We are interested in how anthropomorphic and health/disease phenotypes are associated with health and disease. The specific aim of this study is to examine association signals from SNPs, examine how much of the variation is captured by examining all SNPs simultaneously, and look at the extent to which SNPs that predict variation in these phenotypes in one ethnic group also predict variation in these traits in other ethnic groups.
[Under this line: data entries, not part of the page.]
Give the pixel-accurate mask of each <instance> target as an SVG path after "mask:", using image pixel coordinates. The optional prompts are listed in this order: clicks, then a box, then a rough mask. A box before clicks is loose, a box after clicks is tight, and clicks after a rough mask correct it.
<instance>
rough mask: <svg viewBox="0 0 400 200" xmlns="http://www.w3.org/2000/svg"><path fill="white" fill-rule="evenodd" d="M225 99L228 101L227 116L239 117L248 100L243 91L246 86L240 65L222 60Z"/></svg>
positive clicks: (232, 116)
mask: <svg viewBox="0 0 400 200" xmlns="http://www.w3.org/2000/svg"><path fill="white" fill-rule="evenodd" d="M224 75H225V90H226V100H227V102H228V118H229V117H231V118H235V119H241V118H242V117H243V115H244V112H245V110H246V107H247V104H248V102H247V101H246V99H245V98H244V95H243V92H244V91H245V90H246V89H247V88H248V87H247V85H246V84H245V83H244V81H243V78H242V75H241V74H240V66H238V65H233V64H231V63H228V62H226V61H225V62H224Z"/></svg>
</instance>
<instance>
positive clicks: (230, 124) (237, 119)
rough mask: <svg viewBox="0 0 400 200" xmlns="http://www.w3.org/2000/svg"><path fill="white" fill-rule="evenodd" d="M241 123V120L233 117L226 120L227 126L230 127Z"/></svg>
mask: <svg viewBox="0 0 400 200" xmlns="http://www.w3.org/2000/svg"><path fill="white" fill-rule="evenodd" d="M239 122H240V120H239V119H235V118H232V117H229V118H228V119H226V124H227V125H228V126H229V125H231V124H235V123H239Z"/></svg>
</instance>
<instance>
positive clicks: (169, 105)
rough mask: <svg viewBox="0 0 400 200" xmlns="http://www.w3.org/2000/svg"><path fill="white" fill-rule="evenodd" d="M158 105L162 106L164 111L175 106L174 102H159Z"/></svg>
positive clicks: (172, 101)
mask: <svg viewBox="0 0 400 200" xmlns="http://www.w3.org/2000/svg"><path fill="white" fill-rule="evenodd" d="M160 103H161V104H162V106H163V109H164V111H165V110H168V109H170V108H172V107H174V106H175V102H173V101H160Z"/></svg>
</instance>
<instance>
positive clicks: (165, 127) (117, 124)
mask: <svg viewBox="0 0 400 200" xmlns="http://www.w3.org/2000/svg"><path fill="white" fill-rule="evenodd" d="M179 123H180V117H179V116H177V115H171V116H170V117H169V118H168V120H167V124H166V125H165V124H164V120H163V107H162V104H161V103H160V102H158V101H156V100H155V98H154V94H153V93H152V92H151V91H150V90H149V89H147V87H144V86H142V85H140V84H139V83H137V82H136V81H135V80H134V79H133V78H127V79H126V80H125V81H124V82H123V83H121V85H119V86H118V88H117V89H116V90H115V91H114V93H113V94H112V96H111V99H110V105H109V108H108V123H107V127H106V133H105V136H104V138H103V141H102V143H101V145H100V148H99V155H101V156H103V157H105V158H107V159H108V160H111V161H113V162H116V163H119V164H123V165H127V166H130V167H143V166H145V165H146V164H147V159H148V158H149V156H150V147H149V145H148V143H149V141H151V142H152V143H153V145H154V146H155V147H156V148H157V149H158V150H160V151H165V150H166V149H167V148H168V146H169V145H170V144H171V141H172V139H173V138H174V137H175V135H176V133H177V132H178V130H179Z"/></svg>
We would also like to conduct association analyses of tobacco use and alcohol phenotypes and meta-analyze them with results from other studies. Finally, we are interested in using these phenotypes to test new methods for using SNP data to estimate the heritability of traits. Several ?intermediate? factors, such as anthropometric phenotypes (e.g.,BMI and height) and blood proteins (e.g., cholesterol) affect human health and disease, yet the genetic underpinnings of these phenotypes remain poorly characterized. This is a request for access to data relevant to health elated traits in order to help elucidate the patterns of genetic variation that may underlie these traits. Access to data containing health and disease outcomes will allow study of the genetic variation underlying the particular diseases, and the relationship of that variation to anthropometric risk factors and correlates.Understanding the genetic architecture of anthropomorphic and health/disease phenotypes can lead to greater understanding of the mediating factors that affect the burden of health and disease in modern societies. We plan to use genetic data (single nucleotide polymorphism data) to investigate whether certain genetic variants predict these intermediate and disease traits, and how well we can predict these traits by considering all genetic data simultaneously. Our methods require large samples; we would like access to all whole genome genotyped data possible.